This table comes courtesy of UC Berkeley's Emmanuel Saez and the Paris School of Economics' Thomas Piketty, everyone's favorite inequality-tracking researchers (thanks to Annie Lowrey for pointing out the paper). They've added preliminary 2012 numbers to their dataset on growth in Americans' — and in particular rich Americans' — incomes, which gives us three years of data (2010, 2011, 2012) during the recovery, in addition to the full 2007-2009 span of the Great Recession. That lets us compare what happened to incomes in the recovery to what happened in past recoveries, and what happened during the recession to what happened in past recessions.

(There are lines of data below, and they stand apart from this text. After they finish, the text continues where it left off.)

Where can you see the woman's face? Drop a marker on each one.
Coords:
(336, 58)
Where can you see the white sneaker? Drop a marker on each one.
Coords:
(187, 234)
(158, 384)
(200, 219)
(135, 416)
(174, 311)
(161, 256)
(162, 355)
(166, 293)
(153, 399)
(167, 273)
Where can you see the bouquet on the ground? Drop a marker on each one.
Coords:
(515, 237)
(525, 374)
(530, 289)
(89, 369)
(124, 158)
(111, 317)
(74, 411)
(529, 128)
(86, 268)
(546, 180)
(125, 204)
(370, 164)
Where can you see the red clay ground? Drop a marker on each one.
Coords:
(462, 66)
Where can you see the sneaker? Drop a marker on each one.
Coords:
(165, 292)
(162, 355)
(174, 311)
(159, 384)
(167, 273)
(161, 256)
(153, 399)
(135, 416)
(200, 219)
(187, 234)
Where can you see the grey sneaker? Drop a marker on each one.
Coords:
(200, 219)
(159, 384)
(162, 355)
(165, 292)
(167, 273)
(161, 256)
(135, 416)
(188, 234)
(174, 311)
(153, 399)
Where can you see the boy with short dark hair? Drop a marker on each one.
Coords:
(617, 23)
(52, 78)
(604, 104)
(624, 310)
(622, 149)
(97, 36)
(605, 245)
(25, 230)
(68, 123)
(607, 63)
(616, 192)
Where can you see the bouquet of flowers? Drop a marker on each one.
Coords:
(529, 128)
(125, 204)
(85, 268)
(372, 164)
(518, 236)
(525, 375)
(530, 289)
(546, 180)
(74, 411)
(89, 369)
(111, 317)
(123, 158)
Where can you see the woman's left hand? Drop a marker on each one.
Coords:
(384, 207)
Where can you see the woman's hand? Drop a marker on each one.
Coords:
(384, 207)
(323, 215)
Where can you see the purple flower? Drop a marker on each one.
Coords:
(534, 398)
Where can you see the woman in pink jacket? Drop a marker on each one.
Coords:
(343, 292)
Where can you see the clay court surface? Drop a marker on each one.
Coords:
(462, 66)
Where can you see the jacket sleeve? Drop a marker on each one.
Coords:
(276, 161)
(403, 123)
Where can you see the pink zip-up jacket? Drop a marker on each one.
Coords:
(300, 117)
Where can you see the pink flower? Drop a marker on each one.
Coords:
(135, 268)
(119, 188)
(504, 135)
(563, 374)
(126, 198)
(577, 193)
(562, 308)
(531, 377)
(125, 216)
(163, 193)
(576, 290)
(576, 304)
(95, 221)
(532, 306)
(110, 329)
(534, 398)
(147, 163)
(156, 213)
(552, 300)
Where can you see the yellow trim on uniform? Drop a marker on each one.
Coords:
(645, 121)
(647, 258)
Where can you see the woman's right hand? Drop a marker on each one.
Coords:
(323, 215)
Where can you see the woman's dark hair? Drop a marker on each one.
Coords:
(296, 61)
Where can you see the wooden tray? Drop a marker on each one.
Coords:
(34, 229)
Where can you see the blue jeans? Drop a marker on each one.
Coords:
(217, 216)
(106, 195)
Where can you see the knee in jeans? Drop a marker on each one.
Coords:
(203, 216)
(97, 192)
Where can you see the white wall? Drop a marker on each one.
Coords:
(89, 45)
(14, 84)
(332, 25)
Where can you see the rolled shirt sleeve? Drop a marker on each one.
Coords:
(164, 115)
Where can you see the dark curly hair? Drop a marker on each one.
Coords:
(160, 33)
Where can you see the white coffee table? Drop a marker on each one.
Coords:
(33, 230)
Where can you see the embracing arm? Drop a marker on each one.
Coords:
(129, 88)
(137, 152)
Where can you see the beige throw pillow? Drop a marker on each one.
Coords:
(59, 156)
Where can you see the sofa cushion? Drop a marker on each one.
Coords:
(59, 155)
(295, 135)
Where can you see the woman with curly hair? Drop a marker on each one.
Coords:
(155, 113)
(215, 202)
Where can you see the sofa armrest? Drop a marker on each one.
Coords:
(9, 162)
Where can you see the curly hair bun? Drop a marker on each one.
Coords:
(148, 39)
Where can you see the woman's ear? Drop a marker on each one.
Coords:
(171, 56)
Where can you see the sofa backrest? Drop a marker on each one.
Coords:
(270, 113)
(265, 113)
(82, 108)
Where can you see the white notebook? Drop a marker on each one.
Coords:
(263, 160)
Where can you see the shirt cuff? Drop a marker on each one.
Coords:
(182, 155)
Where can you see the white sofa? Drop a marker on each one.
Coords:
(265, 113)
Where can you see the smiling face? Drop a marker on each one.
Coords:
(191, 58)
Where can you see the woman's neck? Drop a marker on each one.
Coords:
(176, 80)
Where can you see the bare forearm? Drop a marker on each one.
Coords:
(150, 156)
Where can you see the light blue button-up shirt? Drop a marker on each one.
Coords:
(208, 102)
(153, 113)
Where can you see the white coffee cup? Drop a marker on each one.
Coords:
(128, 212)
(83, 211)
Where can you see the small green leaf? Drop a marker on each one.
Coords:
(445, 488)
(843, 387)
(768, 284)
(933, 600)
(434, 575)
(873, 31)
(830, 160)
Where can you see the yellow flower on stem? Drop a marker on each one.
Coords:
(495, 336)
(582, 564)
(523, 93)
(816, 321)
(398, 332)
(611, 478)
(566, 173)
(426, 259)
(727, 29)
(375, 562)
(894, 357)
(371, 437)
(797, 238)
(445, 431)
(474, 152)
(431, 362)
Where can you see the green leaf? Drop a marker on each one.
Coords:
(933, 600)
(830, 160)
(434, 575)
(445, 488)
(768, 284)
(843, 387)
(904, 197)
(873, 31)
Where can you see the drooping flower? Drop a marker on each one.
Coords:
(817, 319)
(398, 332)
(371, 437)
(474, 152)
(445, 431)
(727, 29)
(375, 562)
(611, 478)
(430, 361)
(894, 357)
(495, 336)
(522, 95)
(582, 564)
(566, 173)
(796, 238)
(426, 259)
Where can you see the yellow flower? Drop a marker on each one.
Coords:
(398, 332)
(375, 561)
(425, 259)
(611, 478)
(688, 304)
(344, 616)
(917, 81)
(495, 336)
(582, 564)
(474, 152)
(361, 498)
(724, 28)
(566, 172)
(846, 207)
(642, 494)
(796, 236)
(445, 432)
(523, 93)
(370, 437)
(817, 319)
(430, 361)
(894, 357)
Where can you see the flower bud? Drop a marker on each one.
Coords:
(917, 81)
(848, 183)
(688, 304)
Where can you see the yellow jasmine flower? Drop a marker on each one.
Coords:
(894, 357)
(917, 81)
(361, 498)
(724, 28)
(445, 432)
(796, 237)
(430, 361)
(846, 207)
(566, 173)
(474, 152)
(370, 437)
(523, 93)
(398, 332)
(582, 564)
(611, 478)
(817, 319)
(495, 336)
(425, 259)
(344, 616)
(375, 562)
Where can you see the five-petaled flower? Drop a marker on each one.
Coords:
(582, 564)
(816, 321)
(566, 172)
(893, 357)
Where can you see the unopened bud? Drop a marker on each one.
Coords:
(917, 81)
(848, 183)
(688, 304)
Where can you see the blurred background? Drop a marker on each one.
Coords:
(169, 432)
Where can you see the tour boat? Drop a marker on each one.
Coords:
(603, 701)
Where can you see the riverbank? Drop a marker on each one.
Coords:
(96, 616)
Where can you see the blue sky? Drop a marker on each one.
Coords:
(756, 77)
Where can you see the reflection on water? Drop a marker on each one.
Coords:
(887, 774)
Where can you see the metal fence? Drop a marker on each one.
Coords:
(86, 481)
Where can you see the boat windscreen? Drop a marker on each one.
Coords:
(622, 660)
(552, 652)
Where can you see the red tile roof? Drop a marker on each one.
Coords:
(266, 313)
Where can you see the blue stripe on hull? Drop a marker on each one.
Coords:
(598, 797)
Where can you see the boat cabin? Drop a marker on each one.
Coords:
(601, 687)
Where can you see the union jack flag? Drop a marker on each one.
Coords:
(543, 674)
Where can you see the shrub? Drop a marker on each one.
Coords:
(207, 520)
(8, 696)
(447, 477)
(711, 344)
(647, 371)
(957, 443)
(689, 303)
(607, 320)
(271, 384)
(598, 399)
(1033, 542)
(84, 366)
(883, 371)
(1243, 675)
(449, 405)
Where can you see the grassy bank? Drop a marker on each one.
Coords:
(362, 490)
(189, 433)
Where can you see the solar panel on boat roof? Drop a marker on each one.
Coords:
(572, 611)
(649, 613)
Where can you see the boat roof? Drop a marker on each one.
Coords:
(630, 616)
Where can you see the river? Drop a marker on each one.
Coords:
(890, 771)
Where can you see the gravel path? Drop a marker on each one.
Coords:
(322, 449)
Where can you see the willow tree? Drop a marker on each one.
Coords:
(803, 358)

Shockingly — shockingly — what they found is that while only 49 percent of the decline in incomes during the recession was born by the top 1 percent (whose income share fell to 18.1 percent due to the recession), 95 percent of income gains since the recovery started have gone to them. This is a big change from past recessions and recoveries. Only 65 percent of the expansion under George W. Bush, and 45 percent of that under Bill Clinton, went to the top 1 percent. The rich bore a greater share of the 2001 recession's damage than of the Great Recession's, and the differential between the amount lost in the recession and gained in the recovery was much smaller last decade.
"Overall, these results suggest that the Great Recession has only depressed top income shares temporarily and will not undo any of the dramatic increase in top income shares that has taken place since the 1970s," Piketty and Saez conclude. "Indeed, the top decile income share in 2012 is equal to 50.4%, the highest ever since 1917 when the series start."
It's important to note that the Piketty and Saez data focuses on money income before-tax/transfer income, and so doesn't take into account non-income compensation (like pensions, health benefits, etc.) or the effects of tax and transfer programs. But it's still a pretty bleak picture. You can't eat your vision plan, after all.